Using this medicine with any of the following medicines is not recommended. Your doctor may decide not to treat you with this medication or change some of the other medicines you take.
Using this medicine with any of the following medicines is usually not recommended, but may be required in some cases. If both medicines are prescribed together, your doctor may change the dose or how often you use one or both of the medicines.
- Arsenic Trioxide
Using this medicine with any of the following medicines may cause an increased risk of certain side effects, but using both drugs may be the best treatment for you. If both medicines are prescribed together, your doctor may change the dose or how often you use one or both of the medicines.
- Enalapril Maleate
- Ferric Ammonium Citrate
- Ibuprofen Lysine
- Magnesium Salicylate
- Mefenamic Acid
- Salicylic Acid
Certain medicines should not be used at or around the time of eating food or eating certain types of food since interactions may occur. Using alcohol or tobacco with certain medicines may also cause interactions to occur. Discuss with your healthcare professional the use of your medicine with food, alcohol, or tobacco.
Other Medical Problems
The presence of other medical problems may affect the use of this medicine. Make sure you tell your doctor if you have any other medical problems, especially:
- Angina (chest pain)—Methyldopa may worsen the condition.
- Type 2 diabetes mellitus—Hydrochlorothiazide may change the amount of diabetes medicine needed.
- Gout (history of)—Hydrochlorothiazide may increase the amount of uric acid in the blood, which can lead to gout.
- High cholesterol—Hydrochlorothiazide may raise cholesterol levels.
- Kidney disease—Effects of methyldopa and hydrochlorothiazide may be increased because of slower removal from the body. If severe, hydrochlorothiazide may not work.

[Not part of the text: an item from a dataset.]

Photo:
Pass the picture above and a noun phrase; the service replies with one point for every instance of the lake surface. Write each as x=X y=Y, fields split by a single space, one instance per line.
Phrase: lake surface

- Liver disease—Effects of methyldopa may be increased because of slower removal from the body. If hydrochlorothiazide causes loss of too much water from the body, liver disease can become much worse.
- Lupus erythematosus (history of)—Hydrochlorothiazide may worsen the condition.
- Mental depression (history of)—Methyldopa can cause mental depression
- Pancreatitis (inflammation of the pancreas)
- Parkinson's disease—Methyldopa may worsen the condition.
- Pheochromocytoma—Methyldopa may interfere with tests for the condition. In addition, there have been reports of increased blood pressure.